This most recent salvo in the professorial politics wars seems to be missing something: students. (The first comment makes some valuable points about doing "[a]n ethnographic study of classroom practices.") I don't doubt the percentages of self-reporting faculty, nor do I think the faculty are lying or exaggerating. But I also don't believe that most of us, even the most self-reflexive of us, possess full self-awareness about our performance in the classroom. At the risk of making us all sound like the speakers in a dramatic monologue, our tics, crotchets, hobby-horses, and what-have-you all have a bad habit of manifesting themselves when we least expect it--and, often enough, without us knowing. I'm skeptical about Stanley Fish's neo-Arnoldian vision of the classroom--a utopia of disinterestedness--precisely because we may unwittingly betray ourselves every time we step in front of the class to lecture. Even the most controlled professor is still liable to slip now and then. Self-reporting tells us what faculty think they're doing, or what they think they ought to be doing, or what they think the interviewer thinks they ought to be doing. It does not, however, always tell us very much about what happens.
Ergo, students. But students aren't a straightforward resource, either. They may have partial information (e.g., their own grades, not necessarily anyone else's) or they may confuse a novel idea with a politically biased idea. For that matter, they will have their own political, cultural, and religious biases, all of which will affect how they recognize and interpret their instructors' biases. (And, of course, some of them may not really be going to class...) In fact, the inequality built into the faculty-student relationship may cloak some biases, even as it renders others visible; a freshman may not recognize a skewed syllabus, for example. Nevertheless, a broad representative sampling should allow an interviewer to control for most of these variables.

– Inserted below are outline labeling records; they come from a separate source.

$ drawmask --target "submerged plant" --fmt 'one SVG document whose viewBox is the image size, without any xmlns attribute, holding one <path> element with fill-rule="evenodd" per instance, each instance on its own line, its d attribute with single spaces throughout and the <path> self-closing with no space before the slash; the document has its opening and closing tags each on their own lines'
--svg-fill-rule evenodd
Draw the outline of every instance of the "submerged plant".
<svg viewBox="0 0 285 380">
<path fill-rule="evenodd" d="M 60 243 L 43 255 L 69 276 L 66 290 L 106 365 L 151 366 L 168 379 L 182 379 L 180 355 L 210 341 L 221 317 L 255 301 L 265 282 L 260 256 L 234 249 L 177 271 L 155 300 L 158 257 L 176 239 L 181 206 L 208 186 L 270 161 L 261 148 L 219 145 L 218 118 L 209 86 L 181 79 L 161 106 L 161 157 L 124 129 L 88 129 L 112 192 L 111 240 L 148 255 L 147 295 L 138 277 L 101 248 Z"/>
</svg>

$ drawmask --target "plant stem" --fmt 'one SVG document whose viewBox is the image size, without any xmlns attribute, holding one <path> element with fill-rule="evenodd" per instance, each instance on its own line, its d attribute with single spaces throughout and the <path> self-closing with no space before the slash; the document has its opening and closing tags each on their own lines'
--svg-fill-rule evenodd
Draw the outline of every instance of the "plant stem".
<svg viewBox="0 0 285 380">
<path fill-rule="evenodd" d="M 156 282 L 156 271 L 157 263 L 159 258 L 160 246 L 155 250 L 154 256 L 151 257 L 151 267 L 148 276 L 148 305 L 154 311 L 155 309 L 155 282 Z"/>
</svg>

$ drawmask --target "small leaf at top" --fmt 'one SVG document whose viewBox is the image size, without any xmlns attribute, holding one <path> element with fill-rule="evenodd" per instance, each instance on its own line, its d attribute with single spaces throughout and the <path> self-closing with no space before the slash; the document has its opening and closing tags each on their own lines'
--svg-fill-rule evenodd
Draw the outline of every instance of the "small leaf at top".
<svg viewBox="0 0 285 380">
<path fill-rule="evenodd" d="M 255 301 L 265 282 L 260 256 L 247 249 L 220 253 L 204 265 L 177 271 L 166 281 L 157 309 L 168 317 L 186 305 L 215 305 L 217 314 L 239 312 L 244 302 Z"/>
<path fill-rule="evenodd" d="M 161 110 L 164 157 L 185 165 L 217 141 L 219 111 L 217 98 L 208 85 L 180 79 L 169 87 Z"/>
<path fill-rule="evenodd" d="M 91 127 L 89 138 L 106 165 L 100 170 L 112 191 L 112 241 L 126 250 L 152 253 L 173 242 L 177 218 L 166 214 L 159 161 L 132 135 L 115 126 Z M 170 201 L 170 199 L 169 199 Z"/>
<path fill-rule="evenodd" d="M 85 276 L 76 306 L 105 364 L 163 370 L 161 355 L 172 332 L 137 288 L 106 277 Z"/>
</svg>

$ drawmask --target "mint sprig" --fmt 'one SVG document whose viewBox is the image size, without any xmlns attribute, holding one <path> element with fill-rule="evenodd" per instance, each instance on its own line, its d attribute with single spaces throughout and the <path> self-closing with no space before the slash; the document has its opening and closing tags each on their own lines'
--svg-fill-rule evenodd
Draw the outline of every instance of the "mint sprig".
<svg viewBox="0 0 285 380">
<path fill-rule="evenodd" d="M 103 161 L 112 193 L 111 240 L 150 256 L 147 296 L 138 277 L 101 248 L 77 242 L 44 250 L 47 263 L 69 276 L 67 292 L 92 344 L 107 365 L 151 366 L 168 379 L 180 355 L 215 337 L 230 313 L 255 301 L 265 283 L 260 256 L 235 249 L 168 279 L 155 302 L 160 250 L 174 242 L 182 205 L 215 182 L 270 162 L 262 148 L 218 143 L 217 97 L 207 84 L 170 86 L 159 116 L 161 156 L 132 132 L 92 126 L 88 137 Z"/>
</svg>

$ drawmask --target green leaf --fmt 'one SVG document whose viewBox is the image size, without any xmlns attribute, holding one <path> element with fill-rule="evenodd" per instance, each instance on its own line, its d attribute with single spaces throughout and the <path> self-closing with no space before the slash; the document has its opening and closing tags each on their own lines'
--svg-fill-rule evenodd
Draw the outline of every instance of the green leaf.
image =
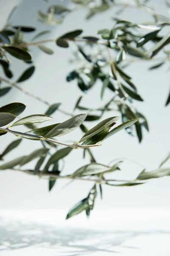
<svg viewBox="0 0 170 256">
<path fill-rule="evenodd" d="M 17 147 L 18 145 L 21 142 L 22 139 L 19 139 L 13 141 L 8 146 L 8 147 L 5 149 L 2 154 L 0 155 L 0 160 L 2 159 L 3 156 L 6 155 L 7 154 L 9 153 L 10 151 L 14 149 L 15 148 Z"/>
<path fill-rule="evenodd" d="M 51 105 L 47 111 L 45 113 L 45 115 L 47 115 L 48 116 L 52 115 L 52 114 L 58 109 L 61 104 L 61 103 L 56 103 Z"/>
<path fill-rule="evenodd" d="M 106 139 L 108 139 L 108 138 L 109 138 L 109 137 L 110 137 L 110 136 L 113 135 L 114 134 L 122 130 L 123 130 L 123 129 L 125 129 L 127 127 L 128 127 L 130 125 L 133 125 L 137 121 L 139 121 L 139 118 L 136 119 L 132 119 L 132 120 L 127 121 L 127 122 L 125 122 L 119 125 L 118 125 L 118 126 L 115 127 L 115 128 L 110 131 L 108 133 L 108 134 L 106 136 L 106 137 L 105 137 L 103 140 L 106 140 Z"/>
<path fill-rule="evenodd" d="M 34 150 L 31 154 L 28 156 L 25 156 L 23 158 L 23 160 L 20 163 L 20 166 L 22 166 L 28 163 L 29 163 L 29 162 L 31 162 L 32 160 L 34 160 L 34 159 L 41 157 L 43 155 L 46 154 L 48 150 L 49 149 L 46 148 L 42 148 Z"/>
<path fill-rule="evenodd" d="M 89 208 L 88 198 L 85 198 L 74 205 L 68 212 L 66 216 L 66 220 L 71 217 L 79 214 L 84 210 L 86 210 Z"/>
<path fill-rule="evenodd" d="M 15 158 L 8 163 L 4 163 L 0 166 L 0 170 L 6 170 L 6 169 L 11 169 L 14 166 L 20 164 L 22 162 L 25 156 L 20 157 L 17 158 Z"/>
<path fill-rule="evenodd" d="M 103 97 L 104 93 L 106 87 L 108 85 L 109 83 L 109 77 L 106 77 L 103 81 L 103 86 L 102 87 L 102 91 L 101 91 L 101 99 L 102 99 Z"/>
<path fill-rule="evenodd" d="M 62 136 L 75 130 L 82 124 L 87 114 L 80 114 L 61 123 L 53 128 L 45 136 L 45 138 Z"/>
<path fill-rule="evenodd" d="M 152 57 L 154 57 L 166 44 L 170 43 L 170 33 L 167 34 L 158 43 L 156 44 L 147 53 L 152 52 Z"/>
<path fill-rule="evenodd" d="M 72 148 L 68 147 L 62 148 L 53 154 L 47 162 L 44 169 L 43 171 L 43 172 L 45 172 L 47 171 L 49 167 L 51 164 L 55 163 L 56 162 L 58 162 L 60 159 L 65 157 L 73 149 Z"/>
<path fill-rule="evenodd" d="M 71 175 L 71 177 L 77 177 L 89 175 L 98 175 L 111 171 L 112 169 L 112 167 L 96 163 L 91 163 L 78 169 Z"/>
<path fill-rule="evenodd" d="M 3 70 L 3 71 L 6 76 L 8 78 L 11 78 L 13 75 L 12 72 L 9 69 L 9 65 L 8 63 L 8 62 L 6 61 L 5 61 L 2 60 L 0 60 L 0 64 L 2 66 Z"/>
<path fill-rule="evenodd" d="M 144 170 L 137 177 L 136 180 L 144 180 L 163 177 L 170 175 L 170 168 L 159 168 L 149 172 Z"/>
<path fill-rule="evenodd" d="M 20 28 L 21 31 L 23 31 L 23 32 L 33 32 L 36 29 L 35 28 L 33 27 L 28 27 L 24 26 L 13 26 L 13 27 L 16 29 L 18 29 L 19 28 Z"/>
<path fill-rule="evenodd" d="M 20 83 L 29 79 L 33 74 L 34 70 L 35 67 L 34 66 L 30 67 L 29 67 L 24 72 L 20 77 L 17 80 L 16 82 Z"/>
<path fill-rule="evenodd" d="M 139 113 L 139 112 L 137 112 L 136 114 L 139 118 L 141 118 L 142 119 L 143 119 L 142 122 L 140 122 L 140 123 L 141 123 L 141 124 L 144 126 L 144 127 L 148 131 L 149 131 L 148 124 L 145 117 L 143 115 L 142 115 L 142 114 Z"/>
<path fill-rule="evenodd" d="M 91 121 L 99 120 L 100 118 L 100 116 L 96 116 L 95 115 L 88 115 L 85 119 L 85 121 Z"/>
<path fill-rule="evenodd" d="M 0 113 L 0 127 L 8 125 L 15 119 L 16 116 L 10 113 Z"/>
<path fill-rule="evenodd" d="M 56 180 L 49 180 L 49 186 L 48 186 L 48 190 L 49 191 L 51 191 L 52 189 L 53 188 L 54 184 L 55 183 L 56 181 Z"/>
<path fill-rule="evenodd" d="M 25 110 L 26 105 L 19 102 L 10 103 L 0 108 L 0 112 L 6 112 L 13 114 L 16 116 L 20 115 Z"/>
<path fill-rule="evenodd" d="M 11 127 L 16 126 L 17 125 L 25 125 L 28 123 L 34 124 L 36 123 L 42 122 L 45 121 L 49 121 L 52 120 L 53 118 L 48 116 L 42 114 L 31 115 L 23 117 L 18 121 L 14 123 Z"/>
<path fill-rule="evenodd" d="M 11 89 L 11 87 L 4 87 L 3 89 L 0 89 L 0 97 L 3 96 Z"/>
<path fill-rule="evenodd" d="M 31 55 L 27 52 L 16 47 L 14 47 L 14 46 L 3 46 L 2 48 L 8 52 L 11 55 L 12 55 L 12 56 L 20 60 L 31 61 L 32 58 Z"/>
<path fill-rule="evenodd" d="M 31 134 L 32 135 L 37 135 L 38 136 L 42 136 L 42 137 L 45 137 L 47 134 L 48 134 L 49 131 L 50 131 L 53 129 L 53 128 L 54 128 L 54 127 L 59 124 L 60 123 L 54 124 L 54 125 L 48 125 L 48 126 L 42 127 L 41 128 L 34 129 L 31 131 L 27 131 L 26 133 L 29 134 Z M 35 140 L 36 140 L 37 139 L 35 139 Z"/>
<path fill-rule="evenodd" d="M 126 86 L 123 85 L 123 84 L 122 84 L 122 86 L 123 89 L 125 90 L 126 93 L 128 93 L 129 96 L 133 99 L 136 99 L 136 100 L 143 101 L 143 99 L 142 99 L 140 95 L 136 93 L 136 92 L 133 92 L 132 90 L 128 88 L 128 87 L 126 87 Z"/>
<path fill-rule="evenodd" d="M 169 104 L 169 103 L 170 102 L 170 92 L 168 96 L 167 97 L 167 100 L 166 104 L 165 104 L 165 106 L 167 106 L 167 105 Z"/>
<path fill-rule="evenodd" d="M 76 29 L 65 34 L 60 37 L 60 38 L 74 38 L 79 36 L 82 32 L 82 29 Z"/>
<path fill-rule="evenodd" d="M 53 5 L 50 6 L 47 11 L 48 12 L 50 12 L 51 8 L 54 10 L 55 14 L 60 14 L 65 12 L 70 12 L 71 10 L 68 9 L 64 6 L 60 5 Z"/>
<path fill-rule="evenodd" d="M 99 132 L 105 130 L 106 128 L 109 127 L 119 118 L 119 116 L 112 116 L 103 120 L 87 132 L 77 143 L 83 142 L 92 136 L 99 134 Z"/>
<path fill-rule="evenodd" d="M 137 42 L 137 47 L 142 47 L 146 43 L 154 38 L 160 30 L 157 29 L 156 30 L 155 30 L 155 31 L 153 31 L 153 32 L 148 33 L 140 38 Z"/>
<path fill-rule="evenodd" d="M 47 53 L 47 54 L 53 54 L 54 53 L 53 50 L 48 48 L 46 46 L 44 46 L 44 45 L 39 45 L 38 47 L 42 50 L 42 52 L 45 52 L 45 53 Z"/>
<path fill-rule="evenodd" d="M 65 39 L 59 38 L 56 40 L 56 44 L 58 46 L 63 48 L 68 48 L 69 47 L 68 43 Z"/>
<path fill-rule="evenodd" d="M 161 164 L 159 166 L 159 167 L 161 167 L 167 161 L 168 161 L 170 159 L 170 153 L 168 154 L 168 155 L 166 157 L 165 159 L 163 161 Z"/>
<path fill-rule="evenodd" d="M 78 99 L 77 101 L 76 102 L 76 105 L 75 105 L 74 110 L 75 110 L 75 109 L 76 109 L 76 108 L 79 106 L 79 103 L 80 103 L 80 102 L 82 100 L 82 96 L 80 96 L 80 97 L 79 97 L 79 98 Z"/>
<path fill-rule="evenodd" d="M 3 42 L 7 44 L 11 44 L 10 39 L 9 38 L 8 35 L 7 35 L 4 32 L 0 32 L 0 39 L 1 39 Z"/>
</svg>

To complicate matters further, though, I think students need to be asked about politics in the classroom at least twice: once while they're students, and once several years down the road. Looking back at my undergraduate years, for example, I can think of two occasions when, at the time, I definitely thought that Someone Was Out to Indoctrinate Me. In retrospect, I still think that was true in one instance--an absolutely infuriating assignment that couldn't be completed satisfactorily unless you bought the politics involved, no matter if you had empirical evidence to the contrary--but not in the other, which was a case of my confusing new information with biased information. (Obviously, whatever else concerned me as an undergrad, political bias was low on my list--like most of my fellow undergrads, my complaints usually focused on professional lapses that had zilch to do with politics.)
This seems plausible to me. I think the confusion of novelty with bias plays a role across a rather extensive range of intellectual life. For instance, students will also occasionally confuse something that they themselves don't believe with a caricature; for instance, students who are Calvinists sometimes tend to think that the Calvinism they were raised in is the Calvinism, and will sometimes confuse historical Calvinist views different from their own with attempts at caricature.
I also think, though, that students are more savvy about such things than is usually assumed in such discussions; unflattering as it may be to our egos, they are not usually passively sitting there waiting for us to form their minds but are sometimes, when they are really paying attention to us at all, listening to what we say with considerable skepticism. In undergrad I knew students who would go out of their way to give back to their professors what they thought they wanted to hear, even if they themselves thought that the ideas were completely absurd.
(Having known so many students like that has made me slightly paranoid about it. Whenever I get garbled answers on tests, where even a little common sense would have sufficed to give a better answer, I get the sneaking suspicion that my students are trying to do this to me.)
Posted by: Brandon | March 23, 2009 at 08:17 AM
Oh, sure--I remember students saying whatever they thought the professor wanted to hear, then snarking about it outside of class. Of course, sometimes they were wrong about that, too!
Posted by: Miriam | March 23, 2009 at 09:06 AM
A teacher's silence about politics can amount to agreement with accepted truth, and sometimes accepted truth is very mistaken.
I recall how grateful my classmates and I were in the 1950s when a teacher had the rare courage to disagree with establishment views, not something we ever heard anyone do. When I started teaching in the '60s, I felt it my responsibility to educate my white students about racism. Years later some of them thanked me for having done this -- but not at the time.
Someone has to raise students' consciousness about social and political reality, and if we remain silent, the corporate media will be their only teachers.